A whopping 23 candidates will contest the constituency which runs from Wicklow in the east to Clare in the west, from Offaly in the north to Waterford and Wexford in the south. And though it is a largely rural constituency, it also contains the cities of Cork, Limerick and Waterford, as well as the areas of north Wicklow that form part of the greater Dublin sprawl.
Unlike Dublin, geography will matter a lot; just like Dublin, most of the candidates have little realistic hope of a seat, and the dogfight will be between the parties and the highest profile Independents.
Fine Gael is running three candidates – the two sitting MEPs Seán Kelly and Deirdre Clune, and the junior agriculture minister Andrew Doyle, whose job it is to mop up votes in the eastern part of the constituency near his Wicklow base.
The assumption in the party is that it should retain the two seats held by Mr Kelly and Ms Clune, with Mr Doyle functioning as a “sweeper” in the east.
That seems the most likely outcome though, in 2014, when Simon Harris was the third Fine Gael candidate here, he almost turned into the second, outpolling Deirdre Clune and coming within a few thousand votes of being elected instead of her.
Calling the race
Without detailed polling so far, and with the campaign cranking into operation only this week, few political sources evince much confidence in calling the state of the race at this stage. But it would be a major shock – and a significant blow to Taoiseach Leo Varadkar – if Fine Gael were to fail to hold its two seats.
Fianna Fáil is running two candidates, with an expectation of one seat and a hope of two. Prominent front-bench TD Billy Kelleher will seek to mop up Brian Crowley’s huge Cork vote, while Wexford councillor Malcolm Byrne surprised everyone by beating Mr Kelleher at the selection convention.
Fianna Fáil’s prospects for a second seat – which would be a significant coup – depend on dividing the constituency between the two candidates. That’s always easier said than done.
Sinn Féin’s Liadh Ní Riada put in a barnstorming performance here in 2014, winning 125,000 votes, 19 per cent of the first preferences. Although her bid for the presidency never really got off the ground, it would take a complete collapse in the Sinn Féin vote for Ms Ní Riada to miss out here. She could shed a lot of votes and still be elected.
Challenging her will be Labour candidate Sheila Nunan and the Green’s Grace O’Sullivan, both would have to massively outperform their party’s current polling strengths to become competitive. Few political insiders are tipping either, though the expectation is that the Green vote may be bolstered by climate change concerns.

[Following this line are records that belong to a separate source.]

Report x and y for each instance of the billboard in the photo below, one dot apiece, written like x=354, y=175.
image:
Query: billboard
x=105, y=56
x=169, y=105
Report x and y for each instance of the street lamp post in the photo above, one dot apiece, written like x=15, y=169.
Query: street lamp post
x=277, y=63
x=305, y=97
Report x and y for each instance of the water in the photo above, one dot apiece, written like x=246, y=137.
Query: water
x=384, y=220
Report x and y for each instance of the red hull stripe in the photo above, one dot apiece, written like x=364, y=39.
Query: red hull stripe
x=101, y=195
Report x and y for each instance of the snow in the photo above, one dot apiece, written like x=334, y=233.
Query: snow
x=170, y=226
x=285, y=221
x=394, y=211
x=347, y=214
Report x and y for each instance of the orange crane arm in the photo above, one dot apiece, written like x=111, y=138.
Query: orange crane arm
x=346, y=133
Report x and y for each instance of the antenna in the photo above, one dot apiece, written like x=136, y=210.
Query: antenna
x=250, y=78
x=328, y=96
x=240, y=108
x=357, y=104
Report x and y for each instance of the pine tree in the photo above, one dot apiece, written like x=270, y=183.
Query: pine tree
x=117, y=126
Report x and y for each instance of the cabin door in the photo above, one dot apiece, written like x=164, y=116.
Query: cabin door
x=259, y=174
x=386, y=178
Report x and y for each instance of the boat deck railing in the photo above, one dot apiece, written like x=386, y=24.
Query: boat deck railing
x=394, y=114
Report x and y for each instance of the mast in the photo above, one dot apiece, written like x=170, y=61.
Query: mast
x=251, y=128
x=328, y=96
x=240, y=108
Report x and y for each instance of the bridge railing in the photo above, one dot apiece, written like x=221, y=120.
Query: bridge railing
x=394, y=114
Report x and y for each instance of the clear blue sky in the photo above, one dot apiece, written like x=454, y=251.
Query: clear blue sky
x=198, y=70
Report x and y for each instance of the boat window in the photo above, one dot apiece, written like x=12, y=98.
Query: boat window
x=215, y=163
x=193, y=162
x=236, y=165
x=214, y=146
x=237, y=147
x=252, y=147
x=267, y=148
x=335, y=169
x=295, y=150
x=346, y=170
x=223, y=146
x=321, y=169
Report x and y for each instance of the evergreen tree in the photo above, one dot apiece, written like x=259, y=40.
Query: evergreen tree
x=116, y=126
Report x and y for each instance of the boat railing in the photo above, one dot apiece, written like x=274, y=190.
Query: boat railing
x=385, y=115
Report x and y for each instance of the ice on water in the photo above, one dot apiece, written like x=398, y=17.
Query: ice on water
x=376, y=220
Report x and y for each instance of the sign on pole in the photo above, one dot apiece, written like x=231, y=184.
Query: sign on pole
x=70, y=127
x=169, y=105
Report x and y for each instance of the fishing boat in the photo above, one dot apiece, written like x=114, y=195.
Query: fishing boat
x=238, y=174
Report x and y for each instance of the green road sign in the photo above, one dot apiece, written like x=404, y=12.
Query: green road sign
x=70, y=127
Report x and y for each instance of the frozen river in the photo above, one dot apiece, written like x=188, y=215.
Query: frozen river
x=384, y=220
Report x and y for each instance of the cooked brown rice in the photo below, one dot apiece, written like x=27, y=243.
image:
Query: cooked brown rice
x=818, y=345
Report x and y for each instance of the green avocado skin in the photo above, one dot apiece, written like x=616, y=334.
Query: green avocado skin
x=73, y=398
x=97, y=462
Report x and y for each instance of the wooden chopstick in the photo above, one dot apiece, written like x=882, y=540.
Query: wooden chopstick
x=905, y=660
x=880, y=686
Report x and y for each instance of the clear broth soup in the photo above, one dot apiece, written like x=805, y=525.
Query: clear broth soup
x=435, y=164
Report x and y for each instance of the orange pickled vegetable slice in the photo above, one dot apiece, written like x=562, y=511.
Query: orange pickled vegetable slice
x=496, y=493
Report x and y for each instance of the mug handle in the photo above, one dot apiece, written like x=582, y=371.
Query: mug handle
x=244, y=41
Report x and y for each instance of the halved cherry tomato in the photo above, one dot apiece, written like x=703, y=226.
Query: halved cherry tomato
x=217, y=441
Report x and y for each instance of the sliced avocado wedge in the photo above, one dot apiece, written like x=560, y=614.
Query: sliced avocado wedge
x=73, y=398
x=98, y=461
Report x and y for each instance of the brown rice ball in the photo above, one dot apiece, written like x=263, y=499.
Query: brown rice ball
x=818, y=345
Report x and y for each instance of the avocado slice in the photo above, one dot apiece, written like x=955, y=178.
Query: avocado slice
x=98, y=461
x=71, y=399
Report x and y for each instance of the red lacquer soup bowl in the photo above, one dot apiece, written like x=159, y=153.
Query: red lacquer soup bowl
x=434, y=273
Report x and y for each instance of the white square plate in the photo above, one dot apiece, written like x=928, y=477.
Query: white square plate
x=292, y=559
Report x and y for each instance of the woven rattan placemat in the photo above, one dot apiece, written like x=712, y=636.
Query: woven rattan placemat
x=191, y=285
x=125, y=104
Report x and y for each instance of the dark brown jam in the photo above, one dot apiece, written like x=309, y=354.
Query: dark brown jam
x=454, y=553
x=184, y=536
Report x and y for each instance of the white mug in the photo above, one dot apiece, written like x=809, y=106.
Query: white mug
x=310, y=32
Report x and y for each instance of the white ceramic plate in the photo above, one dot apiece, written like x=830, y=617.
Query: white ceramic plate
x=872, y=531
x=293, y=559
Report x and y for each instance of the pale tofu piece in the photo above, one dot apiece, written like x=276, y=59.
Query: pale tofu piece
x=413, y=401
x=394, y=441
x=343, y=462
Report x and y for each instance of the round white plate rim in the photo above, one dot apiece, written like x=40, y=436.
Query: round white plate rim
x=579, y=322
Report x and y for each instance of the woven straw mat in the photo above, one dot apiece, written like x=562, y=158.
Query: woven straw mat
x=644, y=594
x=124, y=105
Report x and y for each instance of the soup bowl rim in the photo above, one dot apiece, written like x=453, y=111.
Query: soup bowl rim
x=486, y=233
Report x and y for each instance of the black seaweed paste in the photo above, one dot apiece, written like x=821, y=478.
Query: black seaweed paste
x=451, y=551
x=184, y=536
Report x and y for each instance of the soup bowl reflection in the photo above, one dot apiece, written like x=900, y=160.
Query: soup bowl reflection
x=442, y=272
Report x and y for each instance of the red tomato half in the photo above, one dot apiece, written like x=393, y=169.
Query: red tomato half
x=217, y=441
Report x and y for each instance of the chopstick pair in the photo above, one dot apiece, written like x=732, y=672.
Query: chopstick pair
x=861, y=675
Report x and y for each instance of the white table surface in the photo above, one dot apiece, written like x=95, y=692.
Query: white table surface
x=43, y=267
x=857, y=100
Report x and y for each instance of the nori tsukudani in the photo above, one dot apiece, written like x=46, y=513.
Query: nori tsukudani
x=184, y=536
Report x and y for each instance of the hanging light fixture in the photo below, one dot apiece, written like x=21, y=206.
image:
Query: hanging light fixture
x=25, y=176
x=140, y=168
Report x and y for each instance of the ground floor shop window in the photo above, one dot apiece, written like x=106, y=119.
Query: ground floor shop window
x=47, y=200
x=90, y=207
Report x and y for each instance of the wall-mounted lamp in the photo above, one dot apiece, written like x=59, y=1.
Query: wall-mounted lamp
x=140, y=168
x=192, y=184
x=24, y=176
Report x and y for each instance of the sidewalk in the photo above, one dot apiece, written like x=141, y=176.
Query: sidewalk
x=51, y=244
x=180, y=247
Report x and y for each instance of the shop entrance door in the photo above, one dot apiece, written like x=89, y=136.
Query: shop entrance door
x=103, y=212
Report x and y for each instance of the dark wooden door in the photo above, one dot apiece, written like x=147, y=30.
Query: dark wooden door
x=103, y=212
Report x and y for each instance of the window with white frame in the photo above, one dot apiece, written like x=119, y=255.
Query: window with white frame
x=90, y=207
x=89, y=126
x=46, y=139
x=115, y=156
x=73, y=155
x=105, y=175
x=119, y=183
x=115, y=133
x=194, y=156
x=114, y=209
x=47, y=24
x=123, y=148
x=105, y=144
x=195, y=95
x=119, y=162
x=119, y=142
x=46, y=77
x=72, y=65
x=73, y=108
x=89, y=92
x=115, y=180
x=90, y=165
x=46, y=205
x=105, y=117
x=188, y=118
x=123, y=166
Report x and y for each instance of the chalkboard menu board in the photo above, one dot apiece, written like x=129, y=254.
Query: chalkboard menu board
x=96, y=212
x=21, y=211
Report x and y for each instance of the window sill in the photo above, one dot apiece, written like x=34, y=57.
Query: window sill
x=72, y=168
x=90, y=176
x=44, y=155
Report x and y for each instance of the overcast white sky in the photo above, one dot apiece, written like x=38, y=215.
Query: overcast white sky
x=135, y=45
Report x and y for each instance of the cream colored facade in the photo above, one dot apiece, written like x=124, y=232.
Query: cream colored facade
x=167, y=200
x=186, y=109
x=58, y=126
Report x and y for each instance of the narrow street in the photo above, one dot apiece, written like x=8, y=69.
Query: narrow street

There is likely to be significant attention on the performance of the highest profile Independent candidate – Wexford TD Mick Wallace. He is exactly the kind of candidate who could flourish in the European parliament election, and has name recognition across the constituency. But he will be challenged on some of his anti-EU views. In this, as in everything else, the campaign matters, and matters a lot.